Smaller spills don’t grab the headlines of the major disasters, but they can still be a threat to health and wildlife. As The Denver Post reported in mid-July 2014, there had been nearly 2,500 oil and gas spills in Colorado since January 2010, with almost 21 percent contaminating either surface waterways or groundwater. Some of those spills contained benzene, a component of crude, which is known to cause cancer.
FUEL FREEDOM AS ONE OF THE SOLUTIONS
Extracting oil from the ground is dirty, dangerous work. Transporting product from oil fields to storage sites and refineries, across thousands of miles of an aging rail system, can be equally perilous. Often communities have no idea when a flammable cargo is rolling through town, and even when there is a spill, residents sometimes aren’t told right away there’s a danger. In May 2015 the federal government proposed new rules to improve the safety of oil trains, but the rail and oil industries objected to some provisions, owing to the high costs.
The best way to reduce the risk of a catastrophic accident is to reduce oil consumption in the United States.

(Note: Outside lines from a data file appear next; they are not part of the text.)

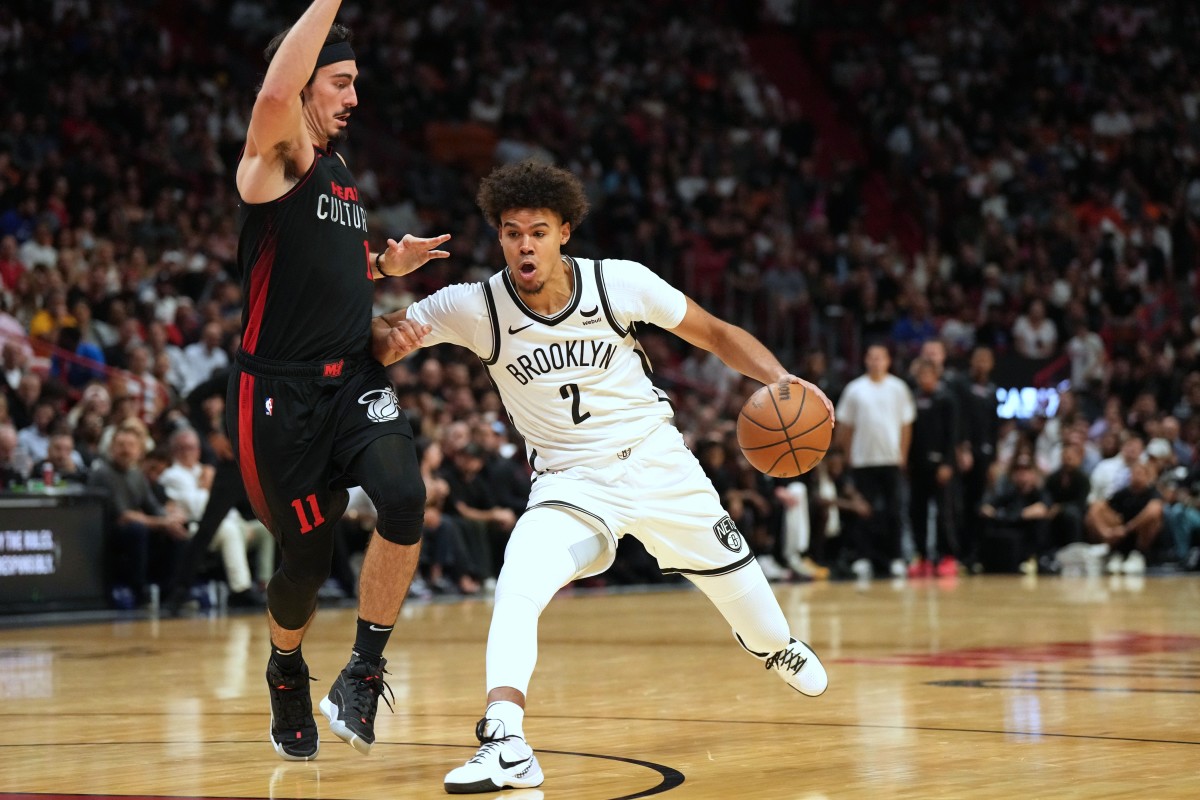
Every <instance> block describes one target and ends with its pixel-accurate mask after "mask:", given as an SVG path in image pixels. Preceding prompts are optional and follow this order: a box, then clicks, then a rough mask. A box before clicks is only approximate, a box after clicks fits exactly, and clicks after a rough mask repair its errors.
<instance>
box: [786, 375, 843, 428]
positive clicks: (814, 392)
mask: <svg viewBox="0 0 1200 800" xmlns="http://www.w3.org/2000/svg"><path fill="white" fill-rule="evenodd" d="M784 380H786V381H787V383H790V384H800V385H802V386H804V387H805V389H808V390H809V391H810V392H814V393H816V396H817V398H818V399H820V401H821V403H822V404H823V405H824V407H826V410H827V411H829V423H830V425H834V426H836V425H838V417H836V416H834V413H833V403H830V402H829V398H828V397H826V393H824V392H823V391H821V390H820V389H818V387H817V385H816V384H814V383H810V381H808V380H804V379H803V378H797V377H796V375H792V374H788V375H784Z"/></svg>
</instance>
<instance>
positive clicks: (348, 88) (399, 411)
mask: <svg viewBox="0 0 1200 800" xmlns="http://www.w3.org/2000/svg"><path fill="white" fill-rule="evenodd" d="M340 5H341V2H340V0H316V1H314V2H312V4H311V5H310V6H308V8H307V10H306V11H305V13H304V14H302V16H301V17H300V19H299V20H298V22H296V23H295V24H294V25H293V26H292V28H290V29H288V30H287V31H284V32H283V34H281V35H278V36H276V37H275V40H274V41H272V42H271V43H270V46H268V48H266V59H268V61H269V67H268V70H266V74H265V77H264V79H263V85H262V89H260V90H259V92H258V97H257V100H256V101H254V109H253V113H252V116H251V121H250V128H248V130H247V132H246V145H245V150H244V151H242V155H241V160H240V162H239V164H238V192H239V194H240V197H241V235H240V241H239V246H238V260H239V266H240V269H241V275H242V289H244V294H245V308H244V311H242V327H244V330H242V338H241V348H240V350H239V353H238V356H236V365H235V369H234V372H233V375H232V377H230V381H229V390H228V391H229V395H228V403H227V405H226V408H227V409H228V410H227V415H228V417H227V425H228V431H229V435H230V439H232V440H233V446H234V452H235V455H236V457H238V463H239V468H240V470H241V476H242V480H244V481H245V485H246V492H247V495H248V497H250V500H251V505H252V506H253V509H254V513H256V515H257V516H258V517H259V519H262V521H263V523H264V524H265V525H266V527H268V528H270V530H271V533H272V534H274V535H275V537H276V539H277V540H278V543H280V553H281V564H280V569H278V571H277V572H276V573H275V576H274V577H272V578H271V581H270V583H269V584H268V622H269V625H270V633H271V656H270V661H269V662H268V669H266V679H268V685H269V687H270V696H271V742H272V744H274V746H275V750H276V752H277V753H278V754H280V756H282V757H283V758H286V759H288V760H308V759H311V758H314V757H316V756H317V750H318V735H317V726H316V722H314V721H313V715H312V700H311V698H310V693H308V681H310V679H308V668H307V666H306V664H305V661H304V657H302V655H301V651H300V643H301V640H302V639H304V634H305V630H306V628H307V627H308V625H310V624H311V622H312V618H313V613H314V612H316V608H317V590H318V589H319V588H320V585H322V584H323V583H324V581H325V579H326V578H328V577H329V573H330V564H331V557H332V551H334V542H332V536H334V528H335V523H336V522H337V521H338V518H340V517H341V516H342V513H343V512H344V510H346V505H347V487H350V486H361V487H362V488H364V489H365V491H366V493H367V494H368V495H370V497H371V499H372V500H373V501H374V505H376V507H377V510H378V513H379V522H378V529H377V530H376V533H374V534H373V536H372V539H371V545H370V547H368V548H367V553H366V559H365V561H364V564H362V570H361V573H360V578H359V621H358V634H356V637H355V640H354V648H353V651H352V655H350V660H349V663H348V664H347V666H346V668H344V669H343V670H342V672H341V674H340V675H338V676H337V679H336V680H335V681H334V682H332V686H331V687H330V691H329V696H328V697H325V698H324V699H323V700H322V703H320V710H322V712H323V714H324V715H325V716H326V717H329V722H330V728H331V729H332V732H334V733H335V734H337V735H338V736H340V738H341V739H343V740H344V741H347V742H348V744H350V745H352V746H354V747H355V750H359V751H360V752H362V753H366V752H368V751H370V750H371V745H372V744H373V742H374V716H376V709H377V705H378V700H379V694H380V692H382V690H383V688H384V680H383V674H384V663H385V662H384V658H383V650H384V645H385V644H386V642H388V637H389V634H390V633H391V630H392V625H394V624H395V621H396V618H397V615H398V613H400V607H401V603H402V601H403V599H404V595H406V593H407V590H408V584H409V582H410V581H412V577H413V571H414V569H415V566H416V561H418V551H419V547H420V537H421V523H422V516H424V506H425V486H424V482H422V481H421V477H420V473H419V469H418V463H416V456H415V451H414V449H413V432H412V429H410V427H409V425H408V421H407V419H406V417H404V414H403V411H401V409H400V408H398V405H397V403H396V396H395V393H394V392H392V389H391V384H390V383H389V380H388V378H386V375H385V373H384V371H383V367H382V366H380V365H379V363H378V362H376V361H374V360H372V359H371V357H370V355H368V351H367V349H368V339H370V330H371V303H372V295H373V288H372V281H373V279H374V278H379V277H383V276H398V275H406V273H408V272H410V271H412V270H415V269H416V267H418V266H420V265H422V264H425V263H426V261H427V260H430V259H432V258H445V257H446V255H448V254H449V253H446V252H444V251H440V249H437V248H438V246H439V245H442V243H443V242H444V241H446V240H448V239H449V236H448V235H443V236H437V237H434V239H415V237H413V236H410V235H408V236H404V237H403V240H401V241H398V242H397V241H395V240H390V239H389V240H388V247H386V249H385V251H383V252H379V253H372V252H371V249H370V246H368V243H367V222H366V212H365V211H364V209H362V205H361V204H360V200H359V190H358V186H356V185H355V182H354V178H353V175H352V174H350V170H349V169H348V168H347V166H346V163H344V162H343V160H342V157H341V156H338V155H337V154H336V152H335V151H334V144H335V142H337V140H338V139H340V138H342V137H343V136H344V133H346V128H347V126H348V124H349V120H350V116H352V114H353V112H354V108H355V107H356V106H358V96H356V95H355V90H354V82H355V78H356V77H358V67H356V66H355V60H354V52H353V49H352V47H350V42H349V31H348V30H347V29H346V28H344V26H342V25H337V24H335V23H334V18H335V17H336V14H337V10H338V7H340Z"/></svg>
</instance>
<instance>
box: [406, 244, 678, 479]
mask: <svg viewBox="0 0 1200 800" xmlns="http://www.w3.org/2000/svg"><path fill="white" fill-rule="evenodd" d="M564 261H565V263H566V264H568V266H569V269H570V270H571V271H572V273H574V284H575V289H574V291H572V294H571V299H570V301H569V302H568V303H566V306H565V307H564V308H563V309H562V311H559V312H558V313H557V314H554V315H552V317H544V315H541V314H539V313H535V312H533V311H530V309H529V308H528V307H527V306H526V305H524V302H523V301H522V300H521V297H520V295H518V294H517V291H516V288H515V287H514V285H512V282H511V279H510V278H509V271H508V269H504V270H500V271H499V272H497V273H496V275H493V276H492V277H491V278H488V279H487V282H485V283H470V284H456V285H451V287H446V288H445V289H442V290H440V291H438V293H436V294H433V295H431V296H428V297H426V299H425V300H421V301H419V302H416V303H413V305H412V306H410V307H409V309H408V318H409V319H412V320H413V321H415V323H419V324H427V325H431V326H432V329H433V330H432V331H431V332H430V333H428V335H427V336H426V337H425V341H424V344H425V345H426V347H427V345H432V344H440V343H443V342H449V343H452V344H461V345H463V347H466V348H469V349H470V350H473V351H474V353H475V354H476V355H478V356H479V357H480V359H481V360H482V361H484V363H485V365H486V366H487V369H488V372H490V374H491V378H492V380H493V381H494V384H496V386H497V389H498V390H499V392H500V399H502V401H503V402H504V407H505V409H506V410H508V413H509V416H510V417H511V419H512V423H514V425H515V426H516V428H517V431H518V432H520V433H521V435H523V437H524V439H526V446H527V449H528V456H529V463H530V465H532V467H533V469H534V470H535V471H544V470H560V469H566V468H569V467H577V465H581V464H595V463H598V462H600V461H605V459H608V458H612V457H618V456H619V455H620V453H622V452H624V451H626V450H629V449H630V447H632V446H635V445H636V444H637V443H640V441H642V440H643V439H644V438H646V437H647V435H649V434H650V433H652V432H653V431H654V429H655V428H658V427H659V426H660V425H661V423H662V422H664V420H670V419H671V416H672V409H671V405H670V403H668V402H667V398H666V395H665V393H664V392H662V391H661V390H659V389H655V387H654V385H653V384H652V383H650V378H649V372H650V363H649V360H648V359H647V356H646V354H644V353H643V351H642V349H641V347H640V345H638V343H637V339H636V338H635V337H634V323H635V321H646V323H652V324H654V325H658V326H659V327H664V329H673V327H676V326H677V325H679V323H682V321H683V318H684V314H685V313H686V309H688V300H686V297H685V296H684V294H683V293H682V291H679V290H678V289H676V288H674V287H672V285H671V284H668V283H667V282H666V281H664V279H662V278H660V277H659V276H656V275H654V272H652V271H650V270H648V269H647V267H646V266H643V265H641V264H638V263H636V261H625V260H612V259H606V260H592V259H574V258H570V257H564ZM626 455H628V453H626Z"/></svg>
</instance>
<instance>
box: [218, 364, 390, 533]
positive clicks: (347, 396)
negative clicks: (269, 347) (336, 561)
mask: <svg viewBox="0 0 1200 800" xmlns="http://www.w3.org/2000/svg"><path fill="white" fill-rule="evenodd" d="M226 425H227V428H228V432H229V438H230V439H232V441H233V446H234V453H235V456H236V458H238V465H239V467H240V469H241V476H242V480H244V481H245V483H246V493H247V495H248V497H250V503H251V505H252V506H253V509H254V513H256V515H257V516H258V518H259V519H260V521H262V522H263V524H265V525H266V527H268V528H269V529H270V530H271V533H272V534H275V536H276V537H277V539H278V540H280V541H281V542H286V541H289V540H290V539H292V537H293V536H295V535H300V536H307V535H311V534H313V533H314V531H319V533H328V531H330V530H332V525H334V523H336V522H337V521H338V519H340V518H341V516H342V513H344V511H346V504H347V500H348V494H347V491H346V489H347V488H348V483H347V482H346V471H347V469H348V467H349V464H350V462H352V461H353V459H354V457H355V456H356V455H358V453H359V452H360V451H361V450H362V449H364V447H366V446H367V445H368V444H370V443H371V441H373V440H374V439H377V438H379V437H383V435H388V434H392V433H398V434H402V435H406V437H408V438H409V439H412V438H413V429H412V427H410V426H409V423H408V419H407V417H406V416H404V413H403V410H402V409H401V408H400V403H398V402H397V399H396V393H395V391H394V390H392V386H391V381H389V380H388V375H386V373H385V372H384V368H383V367H382V366H380V365H379V363H378V362H376V361H373V360H370V359H362V360H356V361H352V360H349V359H346V360H338V361H332V362H280V361H269V360H265V359H259V357H256V356H250V355H247V354H245V353H239V354H238V359H236V368H235V369H234V372H233V375H232V377H230V379H229V389H228V395H227V403H226Z"/></svg>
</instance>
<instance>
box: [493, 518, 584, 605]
mask: <svg viewBox="0 0 1200 800" xmlns="http://www.w3.org/2000/svg"><path fill="white" fill-rule="evenodd" d="M607 549H608V547H607V542H606V540H605V534H601V533H599V531H596V529H595V528H593V527H592V525H588V524H587V523H584V522H582V521H581V519H580V518H578V517H576V516H575V515H574V513H571V512H569V511H564V510H560V509H556V507H539V509H532V510H529V511H527V512H526V513H524V515H522V517H521V519H520V521H518V522H517V527H516V528H515V529H514V530H512V536H511V537H510V539H509V545H508V547H505V548H504V566H503V567H502V569H500V577H499V578H497V582H496V601H497V603H499V601H500V599H502V597H505V596H514V595H515V596H521V597H526V599H527V600H529V601H532V602H533V604H534V606H535V607H536V609H538V613H539V614H540V613H541V612H542V610H544V609H545V608H546V604H547V603H548V602H550V600H551V597H553V596H554V593H556V591H558V590H559V589H562V588H563V587H564V585H566V584H568V583H570V582H571V581H574V579H575V578H576V577H577V576H580V575H583V573H587V572H592V570H589V569H588V567H589V566H593V565H594V564H595V563H596V561H598V560H599V559H601V558H602V557H604V555H605V553H606V551H607Z"/></svg>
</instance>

And the fastest way to do that, with our existing fuel distribution network and existing fleet of vehicles, is to allow alternative fuels like ethanol and methanol to compete with gasoline at the pump. Ethanol, for instance, is much less volatile than crude, and dissipates quickly if it’s spilled in rivers or streams, minimizing the risk to wildlife compared with crude spills.
Emissions
THE CHALLENGE
Transportation accounts for about one-fifth of the greenhouse gas (GHG) emissions produced worldwide. In the United States, the proportion is even higher: As power plants increasingly switch to cleaner sources like wind, solar and natural gas, emissions from that sector have fallen sharply, while GHGs (mostly carbon dioxide) from vehicles have dropped more slowly. Transportation has overtaken power generation as the leading source of emissions in the U.S., about one-third.
We can’t address the GHG problem without finding ways to curb emissions from all those cars, trucks and SUVs.
CO2 and other greenhouse gases trap heat within the earth’s atmosphere, elevating global temperatures. On Jan. 18, 2017, two government science agencies — NASA and the National Oceanic and Atmospheric Administration — jointly announced that 2016 was the warmest year for the planet since record-keeping began in 1880. The heat record has fallen three straight years now.
The average temperature on the world’s land and ocean surfaces was 58.69 degrees Fahrenheit, 1.69 degrees above the 20th century average, NOAA said. Sixteen of the 17 warmest years on record have occurred since 2001, NASA said.
“2016 is a wake-up call in many ways,” said Jonathan Overpeck, a climate scientist at the University of Arizona. “Climate change is real, it is caused by humans, and it is serious.”
FUEL FREEDOM AS ONE OF THE SOLUTIONS
Our complete dependence on oil as a transportation fuel limits our ability to reduce carbon levels in the atmosphere without severely damaging the economy and our quality of life.
But if we created a truly competitive marketplace in which consumers could choose between gasoline and cheaper, cleaner-burning alternatives like ethanol, methanol, and natural gas, we could quickly replace millions of gallons of gasoline. Since the average American car emits 4.7 metric tons of carbon dioxide each year, the environmental benefits of alternative fuels would add up quickly if those fuels were easily accessible.
In this case, what’s good for the economy would also be good for the planet.